Writing

Idempotent Webhooks in Rails

Practical patterns for making at-least-once delivery safe across controllers, jobs, records, and delayed side effects.

A webhook provider is allowed to send the same event more than once. Your application is not allowed to charge, invite, fulfill, or email someone more than once because of it.

That difference is where webhook design begins.

Keep the Controller Boundary Small

A webhook controller should authenticate the request, capture the information required for processing, enqueue work, and respond quickly.

It should not perform a long synchronization while the provider waits. A timeout can cause the provider to retry an operation that actually succeeded, creating concurrency precisely when the application is least prepared for it.

Signature verification belongs before the enqueue.
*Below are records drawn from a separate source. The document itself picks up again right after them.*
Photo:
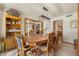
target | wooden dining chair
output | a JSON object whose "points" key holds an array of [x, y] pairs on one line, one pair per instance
{"points": [[50, 44], [22, 47]]}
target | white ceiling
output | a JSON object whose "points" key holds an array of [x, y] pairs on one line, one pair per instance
{"points": [[34, 10]]}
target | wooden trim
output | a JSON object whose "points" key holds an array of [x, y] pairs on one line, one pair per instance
{"points": [[32, 20], [67, 42], [78, 19], [13, 17]]}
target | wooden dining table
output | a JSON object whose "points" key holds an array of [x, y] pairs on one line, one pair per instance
{"points": [[36, 39]]}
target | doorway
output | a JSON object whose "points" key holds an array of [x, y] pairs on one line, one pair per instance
{"points": [[58, 26]]}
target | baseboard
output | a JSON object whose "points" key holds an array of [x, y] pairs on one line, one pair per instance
{"points": [[68, 42]]}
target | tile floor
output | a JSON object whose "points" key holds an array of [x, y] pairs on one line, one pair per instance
{"points": [[65, 50]]}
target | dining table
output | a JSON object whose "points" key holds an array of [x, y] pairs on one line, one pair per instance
{"points": [[36, 39]]}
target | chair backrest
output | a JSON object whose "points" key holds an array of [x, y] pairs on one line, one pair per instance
{"points": [[51, 40], [18, 40]]}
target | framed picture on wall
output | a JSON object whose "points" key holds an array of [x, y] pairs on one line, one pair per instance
{"points": [[73, 24]]}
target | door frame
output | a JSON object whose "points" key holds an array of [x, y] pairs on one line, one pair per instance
{"points": [[54, 26]]}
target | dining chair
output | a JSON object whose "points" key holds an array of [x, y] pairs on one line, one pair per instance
{"points": [[48, 49], [22, 47]]}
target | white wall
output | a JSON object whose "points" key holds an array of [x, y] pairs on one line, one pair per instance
{"points": [[68, 33]]}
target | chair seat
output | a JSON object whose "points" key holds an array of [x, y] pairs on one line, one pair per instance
{"points": [[43, 48]]}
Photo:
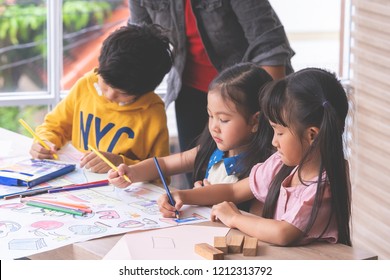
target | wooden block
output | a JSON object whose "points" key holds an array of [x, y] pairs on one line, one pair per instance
{"points": [[220, 243], [235, 244], [208, 252], [250, 246]]}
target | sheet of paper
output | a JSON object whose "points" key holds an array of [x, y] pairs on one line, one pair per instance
{"points": [[174, 243], [26, 230]]}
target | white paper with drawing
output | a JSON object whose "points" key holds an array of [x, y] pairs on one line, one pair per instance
{"points": [[26, 230], [165, 244]]}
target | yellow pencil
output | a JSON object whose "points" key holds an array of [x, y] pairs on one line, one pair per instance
{"points": [[36, 137], [107, 161]]}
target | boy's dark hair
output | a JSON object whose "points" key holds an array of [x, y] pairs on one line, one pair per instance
{"points": [[241, 84], [135, 58]]}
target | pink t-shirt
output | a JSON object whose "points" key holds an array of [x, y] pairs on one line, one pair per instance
{"points": [[294, 203]]}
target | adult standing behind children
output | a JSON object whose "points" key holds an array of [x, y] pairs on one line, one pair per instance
{"points": [[113, 107], [236, 138], [209, 36]]}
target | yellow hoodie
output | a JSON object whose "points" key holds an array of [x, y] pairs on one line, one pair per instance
{"points": [[137, 130]]}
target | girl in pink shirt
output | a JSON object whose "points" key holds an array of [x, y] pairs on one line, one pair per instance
{"points": [[304, 187]]}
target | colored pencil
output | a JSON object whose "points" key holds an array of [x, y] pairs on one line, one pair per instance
{"points": [[107, 161], [29, 129], [171, 200], [29, 192], [66, 205], [76, 205], [55, 208], [81, 187]]}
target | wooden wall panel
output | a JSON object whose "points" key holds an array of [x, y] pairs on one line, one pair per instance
{"points": [[370, 145]]}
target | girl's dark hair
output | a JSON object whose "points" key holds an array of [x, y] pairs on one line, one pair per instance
{"points": [[241, 84], [314, 97]]}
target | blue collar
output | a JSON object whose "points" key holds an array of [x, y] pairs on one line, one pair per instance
{"points": [[230, 162]]}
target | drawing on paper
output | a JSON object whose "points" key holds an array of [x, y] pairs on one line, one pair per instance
{"points": [[7, 227], [163, 242]]}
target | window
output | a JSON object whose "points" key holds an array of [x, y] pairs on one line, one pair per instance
{"points": [[45, 46]]}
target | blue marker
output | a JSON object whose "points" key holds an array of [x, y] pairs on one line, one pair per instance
{"points": [[17, 172], [165, 186]]}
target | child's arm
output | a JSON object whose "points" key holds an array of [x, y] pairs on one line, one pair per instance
{"points": [[208, 195], [269, 230], [146, 170]]}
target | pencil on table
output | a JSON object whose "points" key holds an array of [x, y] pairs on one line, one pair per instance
{"points": [[36, 137], [108, 162], [171, 200]]}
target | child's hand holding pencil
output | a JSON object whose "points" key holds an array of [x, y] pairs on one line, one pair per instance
{"points": [[40, 149]]}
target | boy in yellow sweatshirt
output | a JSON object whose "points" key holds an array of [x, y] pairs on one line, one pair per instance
{"points": [[114, 107]]}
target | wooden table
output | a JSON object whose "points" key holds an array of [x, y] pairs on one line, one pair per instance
{"points": [[98, 248]]}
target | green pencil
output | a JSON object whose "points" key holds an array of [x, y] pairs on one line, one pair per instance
{"points": [[55, 208]]}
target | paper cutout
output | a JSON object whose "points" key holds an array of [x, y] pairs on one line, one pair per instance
{"points": [[173, 243], [115, 211]]}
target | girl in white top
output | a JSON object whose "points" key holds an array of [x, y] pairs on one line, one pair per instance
{"points": [[304, 187], [236, 138]]}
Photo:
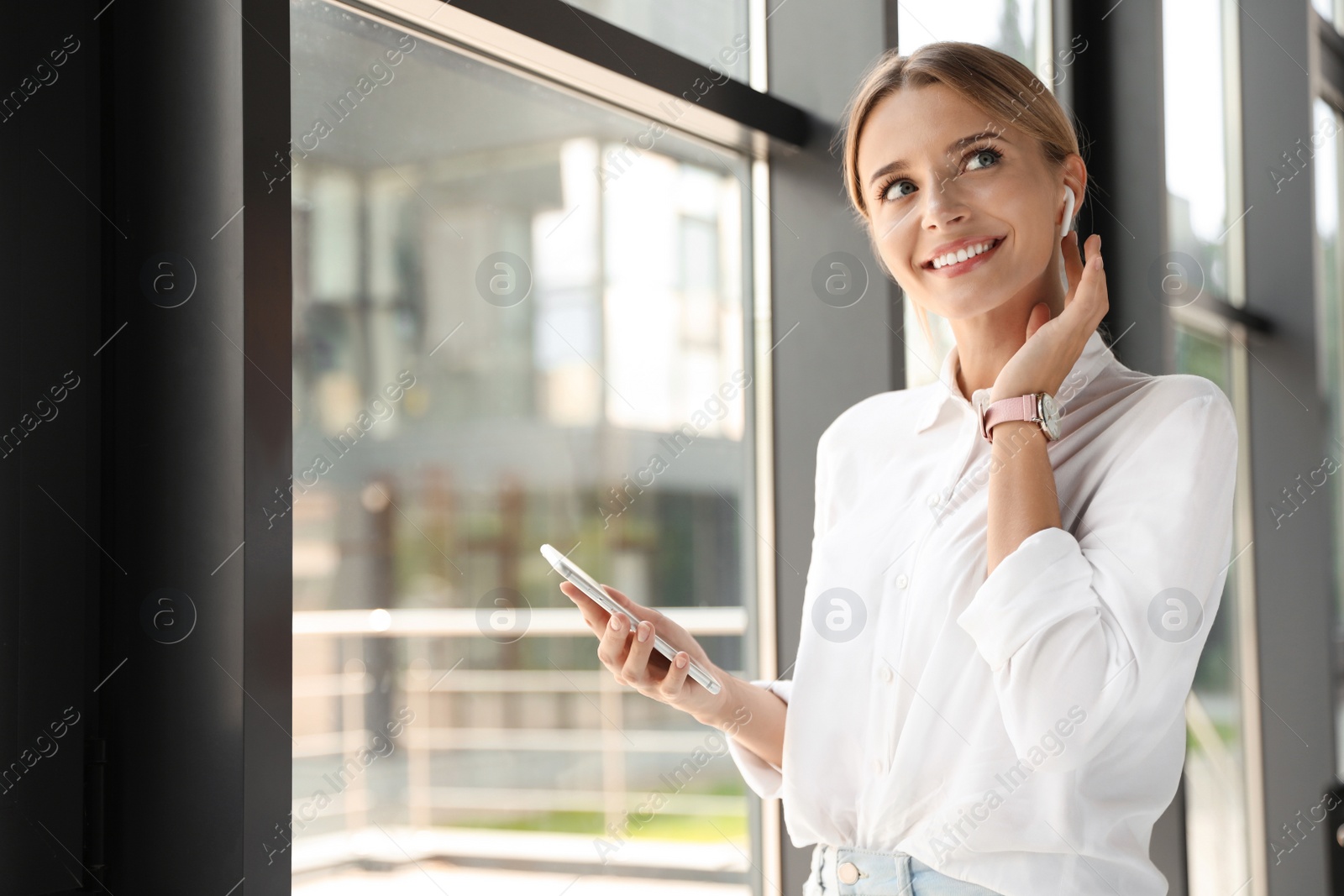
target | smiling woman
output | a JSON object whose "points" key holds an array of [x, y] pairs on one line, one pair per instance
{"points": [[1074, 594], [992, 136]]}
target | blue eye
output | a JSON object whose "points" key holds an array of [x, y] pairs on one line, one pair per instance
{"points": [[983, 159], [897, 190]]}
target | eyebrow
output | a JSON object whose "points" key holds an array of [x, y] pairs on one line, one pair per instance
{"points": [[900, 165]]}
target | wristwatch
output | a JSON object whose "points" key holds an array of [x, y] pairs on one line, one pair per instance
{"points": [[1038, 407]]}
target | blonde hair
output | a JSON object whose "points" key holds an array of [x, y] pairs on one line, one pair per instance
{"points": [[992, 81]]}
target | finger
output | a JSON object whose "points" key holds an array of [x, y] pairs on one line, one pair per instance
{"points": [[1073, 264], [638, 609], [1089, 302], [675, 680], [593, 616], [638, 661], [620, 597], [613, 645]]}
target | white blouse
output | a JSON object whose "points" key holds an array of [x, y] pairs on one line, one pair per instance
{"points": [[1021, 731]]}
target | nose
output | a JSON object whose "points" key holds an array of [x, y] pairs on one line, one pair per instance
{"points": [[942, 204]]}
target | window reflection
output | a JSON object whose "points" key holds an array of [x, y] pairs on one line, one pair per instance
{"points": [[499, 324], [712, 33], [1198, 224]]}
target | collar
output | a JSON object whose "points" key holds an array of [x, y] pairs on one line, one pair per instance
{"points": [[1088, 364]]}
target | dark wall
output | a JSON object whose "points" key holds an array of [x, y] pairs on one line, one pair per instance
{"points": [[49, 464], [140, 285]]}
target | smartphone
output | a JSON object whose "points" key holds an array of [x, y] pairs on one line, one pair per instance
{"points": [[589, 586]]}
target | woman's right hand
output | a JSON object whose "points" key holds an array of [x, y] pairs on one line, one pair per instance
{"points": [[638, 665]]}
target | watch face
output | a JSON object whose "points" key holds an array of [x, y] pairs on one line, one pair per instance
{"points": [[1050, 416]]}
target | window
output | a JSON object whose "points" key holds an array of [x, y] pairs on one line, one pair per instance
{"points": [[1328, 127], [1203, 259], [510, 329], [712, 33]]}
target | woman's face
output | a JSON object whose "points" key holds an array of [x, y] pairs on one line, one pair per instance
{"points": [[937, 177]]}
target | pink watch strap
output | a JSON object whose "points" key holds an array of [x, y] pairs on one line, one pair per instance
{"points": [[1010, 409]]}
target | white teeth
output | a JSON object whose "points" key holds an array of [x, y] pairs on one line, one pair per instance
{"points": [[961, 254]]}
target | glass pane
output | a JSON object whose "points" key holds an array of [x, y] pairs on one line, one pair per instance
{"points": [[712, 33], [1007, 26], [1196, 181], [1327, 134], [508, 331], [1215, 762], [1198, 219]]}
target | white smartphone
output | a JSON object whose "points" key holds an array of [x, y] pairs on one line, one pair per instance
{"points": [[589, 586]]}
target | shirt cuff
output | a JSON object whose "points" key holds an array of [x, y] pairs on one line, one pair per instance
{"points": [[1045, 580], [765, 778]]}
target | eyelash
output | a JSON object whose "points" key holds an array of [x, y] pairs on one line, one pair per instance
{"points": [[971, 154]]}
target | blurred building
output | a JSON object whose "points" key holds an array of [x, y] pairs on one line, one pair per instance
{"points": [[354, 304]]}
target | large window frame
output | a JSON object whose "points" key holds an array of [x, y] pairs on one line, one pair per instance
{"points": [[573, 53]]}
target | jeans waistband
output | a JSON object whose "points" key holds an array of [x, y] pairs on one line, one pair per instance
{"points": [[839, 871], [862, 872]]}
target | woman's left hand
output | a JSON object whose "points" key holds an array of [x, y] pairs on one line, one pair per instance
{"points": [[1053, 347]]}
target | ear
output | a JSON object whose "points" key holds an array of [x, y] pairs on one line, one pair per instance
{"points": [[1075, 177]]}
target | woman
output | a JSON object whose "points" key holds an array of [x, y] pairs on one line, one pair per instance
{"points": [[1000, 631]]}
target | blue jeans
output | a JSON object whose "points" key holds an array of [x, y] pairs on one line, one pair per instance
{"points": [[879, 875]]}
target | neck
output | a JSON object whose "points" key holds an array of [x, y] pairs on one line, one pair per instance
{"points": [[987, 342]]}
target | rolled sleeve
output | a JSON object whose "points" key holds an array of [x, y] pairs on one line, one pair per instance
{"points": [[1043, 582], [1070, 624], [765, 778]]}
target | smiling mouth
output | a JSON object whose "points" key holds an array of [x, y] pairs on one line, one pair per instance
{"points": [[963, 255]]}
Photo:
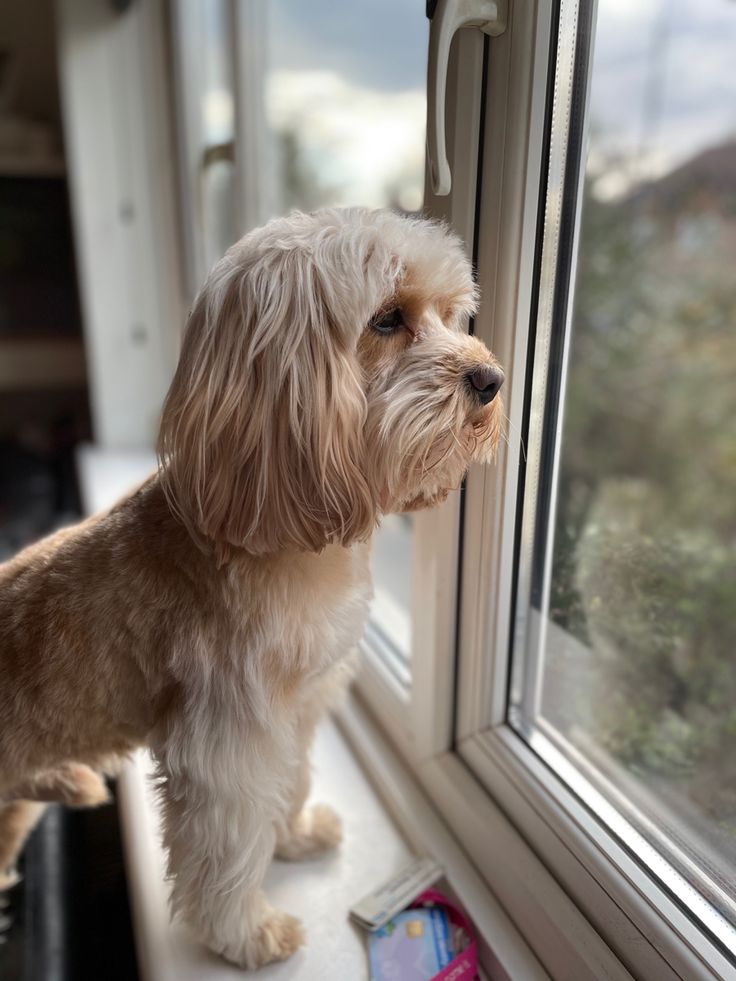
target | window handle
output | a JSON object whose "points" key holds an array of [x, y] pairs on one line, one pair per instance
{"points": [[446, 18]]}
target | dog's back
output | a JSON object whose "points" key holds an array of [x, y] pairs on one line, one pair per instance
{"points": [[84, 615]]}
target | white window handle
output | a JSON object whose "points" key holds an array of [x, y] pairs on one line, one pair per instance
{"points": [[448, 17]]}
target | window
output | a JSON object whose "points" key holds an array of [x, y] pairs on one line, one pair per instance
{"points": [[572, 719], [623, 649]]}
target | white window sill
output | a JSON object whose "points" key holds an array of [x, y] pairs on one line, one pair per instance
{"points": [[319, 891]]}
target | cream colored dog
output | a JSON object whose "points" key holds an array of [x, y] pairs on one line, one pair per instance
{"points": [[325, 380]]}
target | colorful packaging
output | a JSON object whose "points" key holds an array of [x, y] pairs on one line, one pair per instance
{"points": [[414, 946]]}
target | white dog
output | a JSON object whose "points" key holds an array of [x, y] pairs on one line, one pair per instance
{"points": [[325, 380]]}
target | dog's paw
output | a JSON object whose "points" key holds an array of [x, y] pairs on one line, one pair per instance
{"points": [[279, 936], [316, 829], [8, 878], [81, 786]]}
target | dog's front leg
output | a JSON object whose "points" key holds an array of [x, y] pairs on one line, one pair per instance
{"points": [[303, 832], [221, 798]]}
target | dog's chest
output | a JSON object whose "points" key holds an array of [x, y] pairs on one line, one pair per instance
{"points": [[311, 612]]}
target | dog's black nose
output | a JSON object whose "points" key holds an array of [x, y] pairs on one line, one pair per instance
{"points": [[486, 382]]}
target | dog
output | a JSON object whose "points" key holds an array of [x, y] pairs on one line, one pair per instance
{"points": [[325, 380]]}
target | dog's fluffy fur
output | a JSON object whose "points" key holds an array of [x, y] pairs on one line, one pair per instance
{"points": [[209, 614]]}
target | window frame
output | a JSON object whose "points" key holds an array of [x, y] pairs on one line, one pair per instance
{"points": [[584, 905]]}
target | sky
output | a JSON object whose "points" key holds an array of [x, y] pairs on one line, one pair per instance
{"points": [[348, 77]]}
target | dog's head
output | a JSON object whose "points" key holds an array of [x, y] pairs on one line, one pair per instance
{"points": [[325, 379]]}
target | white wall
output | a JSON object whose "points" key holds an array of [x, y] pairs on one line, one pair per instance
{"points": [[118, 135]]}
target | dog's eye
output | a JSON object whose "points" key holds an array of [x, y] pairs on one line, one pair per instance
{"points": [[388, 323]]}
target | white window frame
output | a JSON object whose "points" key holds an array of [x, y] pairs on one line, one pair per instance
{"points": [[585, 907]]}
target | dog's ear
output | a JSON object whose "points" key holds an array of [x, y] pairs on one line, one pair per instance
{"points": [[261, 441]]}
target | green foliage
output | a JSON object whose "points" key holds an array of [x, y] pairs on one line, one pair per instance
{"points": [[645, 532]]}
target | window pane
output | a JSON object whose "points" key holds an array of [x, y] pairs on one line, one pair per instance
{"points": [[631, 637], [346, 110]]}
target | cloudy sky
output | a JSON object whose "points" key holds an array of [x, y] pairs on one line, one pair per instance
{"points": [[349, 77], [664, 80]]}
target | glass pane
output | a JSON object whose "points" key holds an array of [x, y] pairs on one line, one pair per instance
{"points": [[634, 615], [346, 109]]}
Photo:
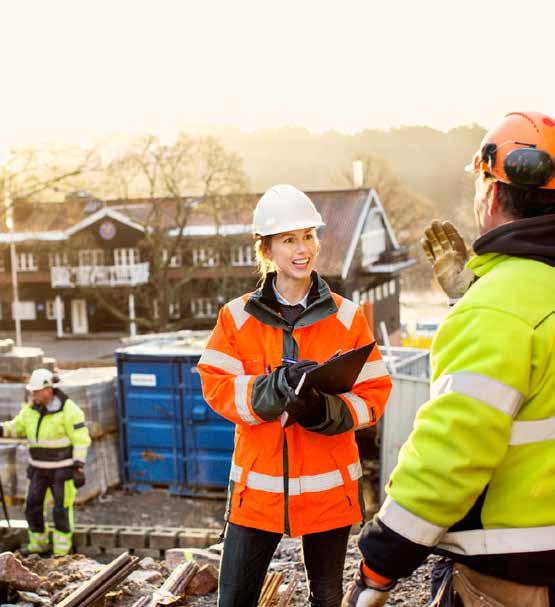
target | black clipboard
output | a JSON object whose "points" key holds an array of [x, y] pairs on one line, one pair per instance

Store secrets per integration account when multiple customers or partners can connect the same provider.

def create
  integration = Integration.find_by!(external_key: params[:account])
  head :unauthorized unless valid_signature?(integration)

  ProcessWebhookJob.perform_later(integration.id, request.raw_post)
  head :ok
end

The real implementation also needs payload limits, safe parsing, and useful error reporting. The important boundary is that authentication is synchronous while business processing is not.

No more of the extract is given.